おとろし(おそろし)

ふさふさしっぽ

おとろし

 塾仲間と家に帰る途中だった。塾がいつもどおり終わって現在十時過ぎ。夏でも辺りは真っ暗だ。真っ暗な空に半分の月が浮かんでいる。


「なんで夏休みなのにこんな時間まであるんだろうな」


 塾仲間の江藤はコロッケパンに食いつきながらぼやいた。


「しょうがないよ。いい高校に受かるためだもの」


 僕は模範解答のような答えを返す。

 本当は、塾に通い続ける意味に疑問を感じているのに。

 両親の方針で難関私立中学に通う僕は、これまた両親の方針で偏差値78の高校に入るため、大手の進学塾に入会させられた。

 まだ中一なのに、だ。

 もうくたくただった。

 夏休みなのに毎日毎日家と塾との往復。

 小学生、いや、幼稚園のころからそうだった。勉強勉強勉強。自分からやりたいなんて一言も言ってなのに。

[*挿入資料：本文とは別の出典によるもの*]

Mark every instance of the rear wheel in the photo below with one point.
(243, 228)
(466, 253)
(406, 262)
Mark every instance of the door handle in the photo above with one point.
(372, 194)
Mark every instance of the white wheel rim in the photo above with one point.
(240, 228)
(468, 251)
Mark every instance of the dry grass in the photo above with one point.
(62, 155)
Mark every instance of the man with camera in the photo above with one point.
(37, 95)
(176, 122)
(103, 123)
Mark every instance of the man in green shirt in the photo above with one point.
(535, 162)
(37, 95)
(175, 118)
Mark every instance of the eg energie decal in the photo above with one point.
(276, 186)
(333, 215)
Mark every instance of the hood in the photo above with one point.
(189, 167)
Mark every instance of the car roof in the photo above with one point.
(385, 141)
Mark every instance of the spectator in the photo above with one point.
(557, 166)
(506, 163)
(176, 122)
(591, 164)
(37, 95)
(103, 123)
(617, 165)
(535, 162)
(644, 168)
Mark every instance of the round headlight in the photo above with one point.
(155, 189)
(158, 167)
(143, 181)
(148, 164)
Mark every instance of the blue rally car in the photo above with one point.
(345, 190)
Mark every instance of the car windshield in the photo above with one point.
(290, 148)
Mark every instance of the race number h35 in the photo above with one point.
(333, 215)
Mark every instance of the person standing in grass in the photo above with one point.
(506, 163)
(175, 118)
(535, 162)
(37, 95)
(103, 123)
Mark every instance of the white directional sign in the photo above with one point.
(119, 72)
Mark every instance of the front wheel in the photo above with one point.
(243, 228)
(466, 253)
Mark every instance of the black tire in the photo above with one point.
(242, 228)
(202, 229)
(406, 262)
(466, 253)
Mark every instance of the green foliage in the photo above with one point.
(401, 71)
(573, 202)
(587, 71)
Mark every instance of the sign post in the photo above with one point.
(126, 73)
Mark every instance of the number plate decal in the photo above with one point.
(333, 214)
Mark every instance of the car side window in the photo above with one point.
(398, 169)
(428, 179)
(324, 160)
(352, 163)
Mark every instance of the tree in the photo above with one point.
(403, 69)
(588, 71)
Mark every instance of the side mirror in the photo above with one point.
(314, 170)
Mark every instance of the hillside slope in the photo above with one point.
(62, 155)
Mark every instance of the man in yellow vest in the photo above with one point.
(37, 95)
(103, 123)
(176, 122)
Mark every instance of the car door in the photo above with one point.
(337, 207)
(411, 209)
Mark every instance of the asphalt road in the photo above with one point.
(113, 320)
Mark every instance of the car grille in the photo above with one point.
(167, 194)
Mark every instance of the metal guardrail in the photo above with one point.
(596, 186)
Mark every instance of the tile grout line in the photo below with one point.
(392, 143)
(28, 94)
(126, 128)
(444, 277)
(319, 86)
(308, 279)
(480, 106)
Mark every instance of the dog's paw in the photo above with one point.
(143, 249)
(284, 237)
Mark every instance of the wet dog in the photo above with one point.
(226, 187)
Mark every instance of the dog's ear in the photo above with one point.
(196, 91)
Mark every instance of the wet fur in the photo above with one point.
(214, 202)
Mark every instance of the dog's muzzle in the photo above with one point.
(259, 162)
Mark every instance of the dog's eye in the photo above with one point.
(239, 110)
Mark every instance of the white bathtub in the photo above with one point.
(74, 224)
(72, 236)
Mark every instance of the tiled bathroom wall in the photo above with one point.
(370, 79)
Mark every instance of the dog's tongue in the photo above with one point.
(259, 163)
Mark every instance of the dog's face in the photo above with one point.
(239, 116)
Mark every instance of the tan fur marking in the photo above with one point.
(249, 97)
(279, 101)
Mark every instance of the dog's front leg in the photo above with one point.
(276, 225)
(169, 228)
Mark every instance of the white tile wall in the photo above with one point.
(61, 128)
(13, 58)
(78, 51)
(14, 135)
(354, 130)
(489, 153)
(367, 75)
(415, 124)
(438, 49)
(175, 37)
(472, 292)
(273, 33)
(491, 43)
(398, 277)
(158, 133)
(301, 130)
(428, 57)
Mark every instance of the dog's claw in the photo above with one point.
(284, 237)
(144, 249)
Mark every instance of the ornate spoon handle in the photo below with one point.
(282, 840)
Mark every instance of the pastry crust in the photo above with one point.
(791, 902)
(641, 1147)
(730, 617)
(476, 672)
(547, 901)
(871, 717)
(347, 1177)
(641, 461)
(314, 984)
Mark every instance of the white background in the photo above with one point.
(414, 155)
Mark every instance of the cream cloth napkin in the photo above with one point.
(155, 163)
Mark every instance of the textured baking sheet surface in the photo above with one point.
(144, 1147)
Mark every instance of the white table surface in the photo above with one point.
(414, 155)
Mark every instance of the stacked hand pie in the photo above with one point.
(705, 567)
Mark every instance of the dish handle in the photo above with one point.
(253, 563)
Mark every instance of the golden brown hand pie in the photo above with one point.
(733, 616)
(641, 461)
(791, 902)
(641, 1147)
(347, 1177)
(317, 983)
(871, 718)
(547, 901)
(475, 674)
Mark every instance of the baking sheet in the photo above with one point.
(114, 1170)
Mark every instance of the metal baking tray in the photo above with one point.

 僕はなんで、こんなことやってるんだろう。いや、それはいい高校に入るためだ。理由は明確。だけど入りたいのは僕じゃない。お父さんとお母さんだ。このまま行ったら僕はどうなってしまうんだろう。


 神社の前に来て、江藤が立ち止まった。この町の古い神社で、赤じゃなくて灰色の鳥居が建っている。


「食うか?」


 江藤が鞄からもう一つコロッケパンを出して僕に差し出す。僕は無言で首を振る。ここ最近、いやだいぶ前から食欲はなかった。何を食べても味がしない。


「お前、もうやめたほうがいいんじゃね? 色々」

 食べ終えたコロッケパンの包みを鞄にしまいながら江藤が言った。僕は意味が分からなくて聞き返した。

「なにをやめるんだよ」

「お前、ゾンビみたいだよ。はっきり言うけど体壊してると思う。親に言って塾辞めさせてもらったほうがいいよ。俺は好きで通ってるからいいんだけど、お前は違うだろ」

 僕は目を見開いた。そして、急に怒りが込み上げてきて、気がつけば江藤を突き飛ばしていた。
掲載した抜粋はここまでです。